Patients 1, 4, 5, and 6
These 4 patients were 50, 52, 57, and 75 years old, respectively, who had a long history of HIV-1 infection and multiple treatments with several regimens. Due to long-term treatment, few major mutations and many thymidine analogues mutations were accumulated over the years (Table 1), forcing to spare NRTI and leading to the use of a NNRTI/INSTI-based regimen. Optimization to RPV/DTG was aimed to reduce pill burden.
Patient 2
A 55-year-old male, with 20 years history of HIV-1 treatment, did not experience any virological failures; therefore, no GRT was performed. High cardiovascular risk and renal failure narrowed the treatment options leading to the use of a NNRTI/INSTI regimen in order to minimize side effects. Optimization to RPV/DTG was aimed at reducing pill burden, maintaining the advantage of a kidney-friendly regimen, thus not needing renal adjustment in case of glomerular filtration rate decline below 50 mL/min.
Patient 3
A 48-year-old male, with 16 years of infection, acquired HIV-1 virus with associated resistance mutations to NRTI, efavirenz, and nevirapine with complete susceptibility to ETR. Due to its high genetic barrier, ETR was chosen to overcome NNRTI resistance and then replaced with RPV. Optimization to RPV/DTG was aimed to reduce pill burden.
Patient 7
A 29-year-old female with mother-to-child transmission of HIV-1 has a peculiar pattern of resistance, with A98G substitution, that has a debated role in conferring a low-level resistance to RPV, thus not relevant according to IAS-USA Drug Resistance Mutations Group. 16 Treatment with ETV was started in order to avoid ritonavir-related toxicity and then successfully simplified to RPV/DTG.
Discussion
At the time of switch, the median CD4 count was 662 cells/mm3 (range: 173-989 cells/mm3). At week 4 and 24, HIV-RNA was <50 copies/mL in all patients. After 4 weeks, the median CD4+ T-cell count was 665 cells/mm3 (range: 173-1057 cells/mm3). At week 24, there were no significant variations in CD4 count (median: 602 cells/mm3, range: 230-917 cells/mm3).

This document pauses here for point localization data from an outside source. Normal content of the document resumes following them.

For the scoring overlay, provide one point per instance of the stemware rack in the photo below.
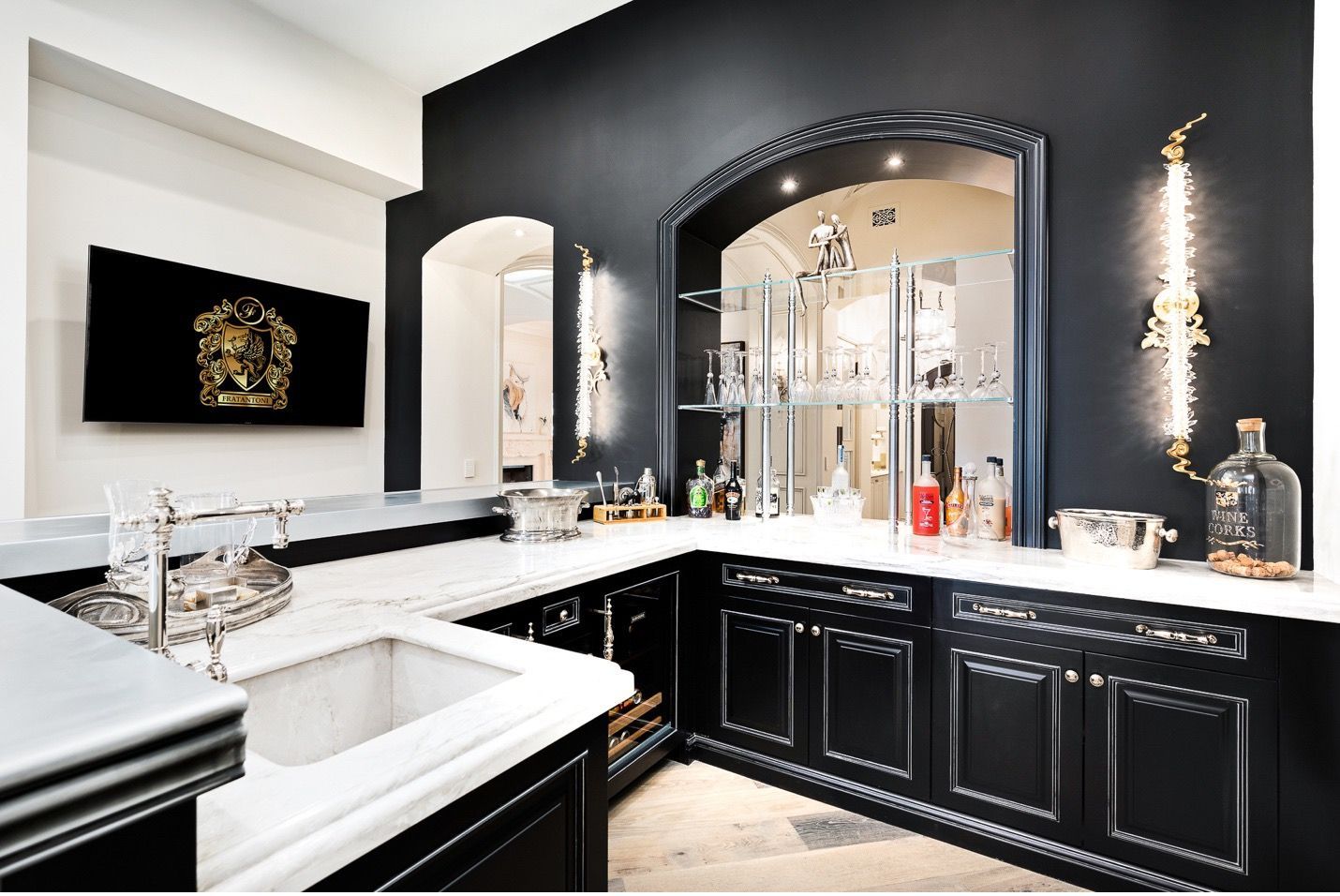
(902, 340)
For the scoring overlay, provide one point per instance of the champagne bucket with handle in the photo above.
(1111, 537)
(542, 515)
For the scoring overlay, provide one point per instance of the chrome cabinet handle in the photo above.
(1174, 636)
(1006, 614)
(867, 592)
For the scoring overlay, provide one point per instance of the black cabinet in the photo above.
(867, 701)
(756, 682)
(843, 694)
(1009, 733)
(541, 827)
(1181, 770)
(635, 615)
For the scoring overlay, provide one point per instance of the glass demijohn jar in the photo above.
(1253, 511)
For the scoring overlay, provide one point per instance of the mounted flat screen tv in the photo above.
(171, 343)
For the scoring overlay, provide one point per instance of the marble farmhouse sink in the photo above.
(320, 708)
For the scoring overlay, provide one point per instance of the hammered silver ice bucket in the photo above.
(1111, 537)
(542, 515)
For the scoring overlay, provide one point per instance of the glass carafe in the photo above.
(1253, 511)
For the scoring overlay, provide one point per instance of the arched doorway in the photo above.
(827, 156)
(486, 396)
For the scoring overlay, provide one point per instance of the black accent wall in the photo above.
(602, 128)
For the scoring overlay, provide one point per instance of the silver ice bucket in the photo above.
(1112, 537)
(542, 515)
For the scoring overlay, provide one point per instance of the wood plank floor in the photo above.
(695, 828)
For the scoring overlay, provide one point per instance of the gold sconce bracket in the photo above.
(591, 370)
(1174, 152)
(1177, 325)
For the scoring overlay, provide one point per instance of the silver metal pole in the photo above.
(791, 408)
(894, 384)
(766, 417)
(910, 410)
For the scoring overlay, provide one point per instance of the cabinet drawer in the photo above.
(837, 590)
(1162, 633)
(561, 615)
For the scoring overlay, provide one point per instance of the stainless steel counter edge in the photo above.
(97, 729)
(56, 544)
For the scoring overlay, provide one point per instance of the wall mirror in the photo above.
(961, 202)
(488, 355)
(963, 312)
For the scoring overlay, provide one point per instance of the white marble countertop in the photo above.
(287, 827)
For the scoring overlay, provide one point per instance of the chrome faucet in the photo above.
(159, 520)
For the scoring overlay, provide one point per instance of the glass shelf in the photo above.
(720, 409)
(841, 287)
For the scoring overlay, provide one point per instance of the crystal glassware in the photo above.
(127, 549)
(994, 387)
(209, 552)
(980, 390)
(709, 394)
(801, 391)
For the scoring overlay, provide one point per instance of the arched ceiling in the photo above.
(493, 244)
(760, 196)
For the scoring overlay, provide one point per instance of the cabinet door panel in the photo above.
(870, 702)
(759, 687)
(1182, 770)
(1009, 733)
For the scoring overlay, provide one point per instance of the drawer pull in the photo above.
(867, 592)
(1174, 636)
(1006, 614)
(757, 580)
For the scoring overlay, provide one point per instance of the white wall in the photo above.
(220, 56)
(461, 386)
(1325, 131)
(98, 174)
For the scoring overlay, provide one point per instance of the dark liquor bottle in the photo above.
(700, 493)
(735, 495)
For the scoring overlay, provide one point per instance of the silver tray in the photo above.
(127, 614)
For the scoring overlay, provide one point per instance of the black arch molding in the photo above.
(685, 261)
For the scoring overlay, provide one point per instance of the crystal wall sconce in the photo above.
(589, 355)
(1177, 325)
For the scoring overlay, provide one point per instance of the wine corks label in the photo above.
(1240, 564)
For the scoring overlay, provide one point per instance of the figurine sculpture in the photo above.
(834, 244)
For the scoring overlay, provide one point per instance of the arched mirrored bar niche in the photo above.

The pill burden has been decreased and all patients in the study regularly withdrew the antiretroviral therapy from our outpatients’ service. No side effects were reported and there were no cases of hospitalization or discontinuation in the first 24 weeks. Patient 7 confirmed virological suppression at week 96.
In conclusion, switching from ETR/RAL to RPV/DTG is an attractive strategy, both to reduce pill burden and preserve viral suppression in treatment-experienced patients with no major mutations to RPV at historical GRT. In the near future, all patients included will be able to receive the new DTG/RPV-based Single Tablet Regimen (STR).
Footnotes
Declaration of Conflicting Interests
The author(s) declared no potential conflicts of interest with respect to the research, authorship, and/or publication of this article.
Funding
The author(s) received no financial support for the research, authorship, and/or publication of this article.